Well then you could say that it has sufficiently aged, so to speak :)

Thanks,
Jaap

On 03/11/2013 02:35 PM, David Arnold wrote:
> On 11/03/2013, at 2:18 PM, Jaap Keuter wrote:
> 
> Hi Jaap,
> 
>> I know it's a synonym, and I know the autotools guys push for it, and I'm all for it, but...
>> We have to have an idea what we break, on any of the platforms Wirehark is build for, if we do this.

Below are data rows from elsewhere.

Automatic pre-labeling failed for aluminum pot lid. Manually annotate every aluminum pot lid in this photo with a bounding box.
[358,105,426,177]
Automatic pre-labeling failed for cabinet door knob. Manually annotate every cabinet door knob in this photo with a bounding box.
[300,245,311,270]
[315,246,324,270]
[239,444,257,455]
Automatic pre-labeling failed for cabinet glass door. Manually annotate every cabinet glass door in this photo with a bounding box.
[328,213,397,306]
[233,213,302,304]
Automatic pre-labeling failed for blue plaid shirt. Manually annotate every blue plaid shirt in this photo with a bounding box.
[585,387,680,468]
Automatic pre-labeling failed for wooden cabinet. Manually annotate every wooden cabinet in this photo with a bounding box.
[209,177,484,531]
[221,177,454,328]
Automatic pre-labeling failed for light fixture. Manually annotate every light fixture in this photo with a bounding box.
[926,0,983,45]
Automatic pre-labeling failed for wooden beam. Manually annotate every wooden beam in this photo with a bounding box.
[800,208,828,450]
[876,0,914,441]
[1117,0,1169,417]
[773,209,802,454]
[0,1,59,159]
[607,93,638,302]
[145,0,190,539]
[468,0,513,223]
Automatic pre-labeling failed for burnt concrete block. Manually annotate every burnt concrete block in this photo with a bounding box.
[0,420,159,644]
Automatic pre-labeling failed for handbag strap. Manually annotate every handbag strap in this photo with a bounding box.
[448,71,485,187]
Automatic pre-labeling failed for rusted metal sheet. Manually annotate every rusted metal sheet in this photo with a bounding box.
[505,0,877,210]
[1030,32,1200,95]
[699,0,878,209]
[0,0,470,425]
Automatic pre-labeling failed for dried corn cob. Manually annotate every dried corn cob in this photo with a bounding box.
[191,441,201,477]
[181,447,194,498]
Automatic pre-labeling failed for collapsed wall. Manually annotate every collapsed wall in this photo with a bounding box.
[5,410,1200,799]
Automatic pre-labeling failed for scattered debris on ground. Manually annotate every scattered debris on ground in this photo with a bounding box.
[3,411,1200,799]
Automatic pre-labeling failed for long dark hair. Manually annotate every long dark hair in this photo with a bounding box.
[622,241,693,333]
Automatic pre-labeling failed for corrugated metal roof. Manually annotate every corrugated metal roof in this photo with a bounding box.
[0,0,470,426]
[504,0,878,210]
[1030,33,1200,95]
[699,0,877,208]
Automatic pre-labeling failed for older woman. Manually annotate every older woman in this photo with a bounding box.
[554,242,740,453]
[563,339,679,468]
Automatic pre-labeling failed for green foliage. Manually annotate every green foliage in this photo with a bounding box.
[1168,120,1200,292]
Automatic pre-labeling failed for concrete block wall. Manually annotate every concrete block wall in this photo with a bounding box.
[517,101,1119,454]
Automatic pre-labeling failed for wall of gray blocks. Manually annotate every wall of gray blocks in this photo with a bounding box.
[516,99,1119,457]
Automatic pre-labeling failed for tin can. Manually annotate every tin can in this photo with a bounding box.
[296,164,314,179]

>> So therefore my question how far back this symbiotic existence of INCLUDES and CPPFLAGS goes.
> 
> Looks like it was introduced in automake-1.4.  Quoting from the NEWS file:
> 
> * Added `AM_FOOFLAGS' variable for each compiler invocation;
>   e.g. AM_CFLAGS can be used in Makefile.am to set C compiler flags
> 
> automake-1.5's documentation includes the same statement about INCLUDES being deprecated in favour of AM_CPPFLAGS as the latest docs do.
> 
> 
> 
> d
> 
>> On 2013-03-11 12:00, David Arnold wrote:
>>> On 11/03/2013, at 8:10 AM, Jaap Keuter wrote:
>>> Hi Jaap,
>>>> ref bug 8452.
>>>> When did autotools started to use AM_CPPFLAGS, which are now favorable over
>>>> INCLUDE? Do we break anything with this cleanup?
>>> (I submitted the bug)
>>> The automake documentation says:
>>>  INCLUDES
>>>  This does the same job as AM_CPPFLAGS (or any per-target
>>>  _CPPFLAGS variable if it is used). It is an older name for
>>>  the same functionality. This variable is deprecated; we
>>>  suggest using AM_CPPFLAGS and per-target _CPPFLAGS instead.
>>> On that basis, I believe they're synonyms, and the automake folks are
>>> pushing everyone towards the AM_* style variables.
>>> I see the annoying logspew using OSX with MacPorts and
>>> automake-1.13.1 (and I *think* on Debian/testing as well, but that box
>>> is inaccessible right now, so I cannot confirm that).